In August 2012, Qantas announced plans to cut 2800 jobs, weeks before putting the final touches to the Emirates alliance. It announced a further 300 staff cuts in November 2013 and, in December, said that figure would blow out to 1000.
In sharp contrast, Qantas' nemesis Virgin Australia has grown its workforce from 6400 to more than 9500.
When Joyce took the top job five years ago, he had an $8 billion merger deal on the table with British Airways. The deal had been brokered by his predecessor Geoff Dixon and if it had gone ahead Qantas would have had 55 per cent and British Airways 45 per cent. Clifford would have been chairman and Willie Walsh would have run the merged entity, with Joyce the boss of the Australian enterprise.
Joyce decided to harpoon the deal and, later, British Airways joined forces with Spain's Iberia airline to create Europe's third-biggest airline. The rest is history.
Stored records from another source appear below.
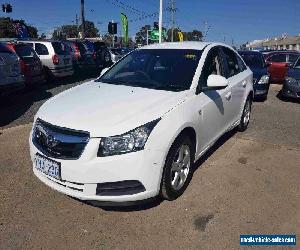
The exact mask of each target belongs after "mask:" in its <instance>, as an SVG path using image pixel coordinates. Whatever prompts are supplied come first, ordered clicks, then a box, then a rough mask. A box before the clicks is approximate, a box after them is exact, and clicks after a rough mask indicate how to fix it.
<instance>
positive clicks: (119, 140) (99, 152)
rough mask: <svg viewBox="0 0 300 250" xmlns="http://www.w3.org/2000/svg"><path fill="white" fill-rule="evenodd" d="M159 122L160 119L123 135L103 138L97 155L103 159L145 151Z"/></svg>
mask: <svg viewBox="0 0 300 250" xmlns="http://www.w3.org/2000/svg"><path fill="white" fill-rule="evenodd" d="M159 121H160V119H157V120H155V121H152V122H149V123H146V124H145V125H143V126H140V127H138V128H136V129H133V130H131V131H129V132H128V133H125V134H123V135H117V136H111V137H103V138H101V139H100V146H99V149H98V154H97V155H98V156H100V157H103V156H110V155H118V154H125V153H129V152H134V151H139V150H142V149H144V146H145V144H146V142H147V140H148V137H149V135H150V133H151V132H152V130H153V128H154V127H155V126H156V124H157V123H158V122H159Z"/></svg>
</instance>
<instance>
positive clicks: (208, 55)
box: [200, 47, 224, 88]
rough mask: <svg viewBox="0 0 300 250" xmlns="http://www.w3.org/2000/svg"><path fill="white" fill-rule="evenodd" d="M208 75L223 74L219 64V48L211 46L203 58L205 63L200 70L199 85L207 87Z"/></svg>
mask: <svg viewBox="0 0 300 250" xmlns="http://www.w3.org/2000/svg"><path fill="white" fill-rule="evenodd" d="M210 75H221V76H223V75H224V74H223V68H222V64H221V57H220V53H219V48H217V47H215V48H212V49H211V50H210V51H209V52H208V54H207V57H206V59H205V63H204V66H203V69H202V72H201V77H200V84H201V87H202V88H203V87H207V79H208V77H209V76H210Z"/></svg>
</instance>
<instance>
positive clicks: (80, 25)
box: [79, 21, 99, 37]
mask: <svg viewBox="0 0 300 250" xmlns="http://www.w3.org/2000/svg"><path fill="white" fill-rule="evenodd" d="M79 30H80V31H82V24H81V25H80V26H79ZM97 36H99V30H98V29H97V28H96V27H95V24H94V22H91V21H85V37H97Z"/></svg>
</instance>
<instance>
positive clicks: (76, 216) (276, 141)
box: [0, 87, 300, 249]
mask: <svg viewBox="0 0 300 250" xmlns="http://www.w3.org/2000/svg"><path fill="white" fill-rule="evenodd" d="M277 93H278V87H272V89H271V91H270V95H269V98H268V100H267V101H266V102H264V103H255V104H254V107H253V116H252V121H251V122H252V123H251V125H250V127H249V130H248V131H247V132H246V133H243V134H240V133H234V132H232V133H229V134H227V135H225V136H224V137H223V138H221V140H219V141H218V143H217V145H216V146H215V147H214V148H213V149H212V150H211V151H210V152H209V153H208V154H207V155H206V156H205V157H204V158H203V159H202V161H199V162H198V163H197V165H198V166H199V168H198V169H197V171H196V172H195V173H194V176H193V180H192V182H191V184H190V186H189V187H188V189H187V190H186V192H185V193H184V195H183V196H181V197H180V198H179V199H177V200H176V201H172V202H166V201H164V202H154V203H151V204H148V205H145V206H138V207H130V208H120V207H119V208H101V207H95V206H91V205H88V204H85V203H82V202H80V201H77V200H75V199H72V198H70V197H67V196H65V195H63V194H60V193H58V192H55V191H53V190H51V189H50V188H48V187H47V186H45V185H44V184H43V183H41V182H39V181H38V180H37V179H36V178H35V177H34V175H33V173H32V170H31V168H32V166H31V162H30V159H29V152H28V146H27V145H28V134H29V130H30V127H31V125H30V124H27V125H21V126H18V127H12V128H8V129H5V130H2V131H1V130H0V171H1V175H0V190H1V191H0V199H1V203H0V248H1V249H153V248H156V249H244V248H245V247H240V245H239V236H240V234H296V235H297V236H298V245H297V247H298V248H300V244H299V235H300V184H299V179H300V170H299V166H300V164H299V162H300V129H299V128H300V104H299V103H293V102H282V101H280V100H279V99H278V98H277V97H276V94H277ZM245 249H248V248H245ZM249 249H250V248H249ZM251 249H254V248H251ZM259 249H264V248H259ZM267 249H271V248H267ZM272 249H277V248H273V247H272ZM278 249H286V248H278ZM293 249H295V248H293Z"/></svg>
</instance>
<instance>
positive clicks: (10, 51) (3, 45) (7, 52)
mask: <svg viewBox="0 0 300 250" xmlns="http://www.w3.org/2000/svg"><path fill="white" fill-rule="evenodd" d="M0 53H9V54H13V51H12V50H10V49H9V48H8V47H7V46H6V45H4V44H2V43H0Z"/></svg>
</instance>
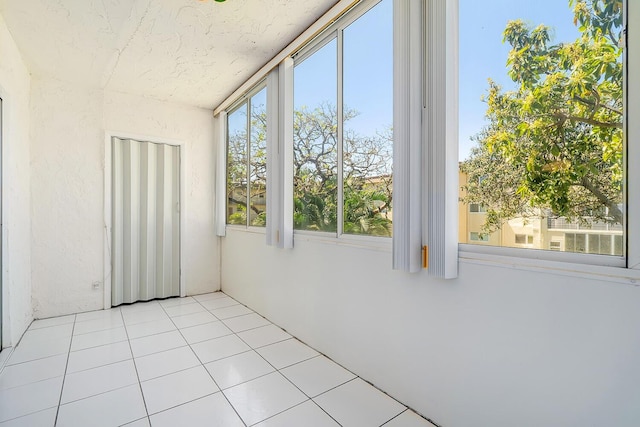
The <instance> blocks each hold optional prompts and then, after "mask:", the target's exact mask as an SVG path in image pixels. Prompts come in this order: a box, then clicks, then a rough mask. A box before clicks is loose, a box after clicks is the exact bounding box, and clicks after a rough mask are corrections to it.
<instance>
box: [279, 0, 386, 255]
mask: <svg viewBox="0 0 640 427" xmlns="http://www.w3.org/2000/svg"><path fill="white" fill-rule="evenodd" d="M382 1H383V0H361V1H359V2H357V4H355V5H354V6H353V7H352V8H350V9H349V10H347V11H346V12H345V13H344V14H343V15H341V16H340V17H338V18H337V19H336V20H335V21H334V22H333V23H331V24H330V25H328V26H327V27H326V28H325V29H323V30H322V32H321V33H319V34H318V35H316V36H315V37H314V38H313V39H312V40H310V41H309V42H307V43H306V44H305V45H303V46H301V47H300V48H299V49H298V50H296V51H295V52H294V53H293V54H292V55H291V58H292V59H293V73H292V75H293V79H294V82H295V67H296V66H298V65H300V64H302V63H303V62H304V61H305V60H307V59H308V58H310V57H311V56H312V55H313V54H314V53H316V52H317V51H319V50H320V49H322V48H323V47H325V46H326V45H327V44H328V43H330V42H332V41H333V40H336V70H335V71H336V88H337V93H336V116H337V130H336V139H337V158H336V163H337V164H336V167H337V168H336V169H337V173H336V180H337V183H338V184H337V189H336V190H337V191H336V197H337V200H336V206H337V208H336V209H337V212H336V216H337V224H336V232H335V233H334V232H323V231H313V230H298V229H295V228H294V230H293V234H294V236H295V235H298V234H300V235H304V236H308V237H312V236H318V237H319V238H320V239H322V240H325V239H327V238H333V239H338V240H344V241H347V242H352V243H358V242H371V244H372V245H380V241H392V240H393V235H392V236H389V237H387V236H373V235H367V234H348V233H344V216H345V215H344V66H343V65H344V56H343V48H344V44H343V38H344V33H343V32H344V30H345V29H346V28H347V27H349V26H350V25H351V24H353V23H354V22H355V21H357V20H358V19H359V18H360V17H362V16H363V15H365V14H366V13H368V12H369V11H370V10H371V9H373V8H374V7H375V6H377V5H378V4H379V3H380V2H382ZM392 1H393V0H392ZM294 84H295V83H294ZM289 96H291V97H293V93H291V94H289ZM294 143H295V142H294ZM291 215H293V212H291ZM383 246H384V244H383Z"/></svg>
If Joyce had done the deal with British Airways, things might have been different. Instead, he finds himself battling Virgin Australia, which has resulted in a fare war and the resultant sacrificing of profits to protect Qantas' 65 per cent market share.
It is this obsession with 65 per cent market share - as well as some flawed strategies in Asia and a focus on Jetstar - that has got Joyce and the airline in the present situation. The concern is the 65 per cent market share line in the sand is based on the "S-curve" phenomenon, which measures capacity share against revenue share. The theory is there is a certain profit optimisation point where if you add more capacity, you get little in the way of increased revenue, but if you lose capacity, revenue can fall off a cliff. Joyce believes the figure that needs to be protected is 65 per cent.
According to a McKinsey paper published a few years ago, the S-curve is based on the premise that airlines providing a high frequency of flights attain disproportionately high market shares. The high-margin corporate market flies with carriers that offer the most flights, lounges and loyalty programs.
The 2006 report said management needed to move on from the theory: "The S-curve principle has been hard wired in the heads of many network planners for decades. Nevertheless, times are changing and airlines need to take stock of what does and doesn't work."
Against a backdrop of woes and a tough competitor in Virgin Australia, which has just raised $350 million in fresh equity, Qantas has backed itself into a corner and is left to blame its predicament on an unlevel playing field. If it does not get a handout from the government it will be forced to rethink its S-curve obsession and back down on the excess capacity it is pouring into the market.
Virgin's key shareholders - Singapore Airlines, Etihad and Air New Zealand - have sent a strong message to Qantas that they back Virgin and its boss John Borghetti in his quest to reinvent the airline from a low-cost carrier to a full-service airline. They are also not about to go away. They see Virgin as an investment. Two of the three are listed companies whose masters are their shareholders.
At some stage Virgin will be kicked out of the S&P/ASX 200 Index as its free float is already below the 30 per cent threshold. That, combined with creeping rules, suggests that within the next year Virgin will be removed from the stock exchange, which will make it harder for Qantas to know how it is going.
The battle between the two airlines has cost both a fortune. Virgin posted a $150 million pre-tax loss for the year and Qantas is likely to post a full-year loss of $800 million, or more.
It has prompted calls for the heads of Joyce and the board. But Clifford shrugs it off. "I have a scrapbook full of that," he says.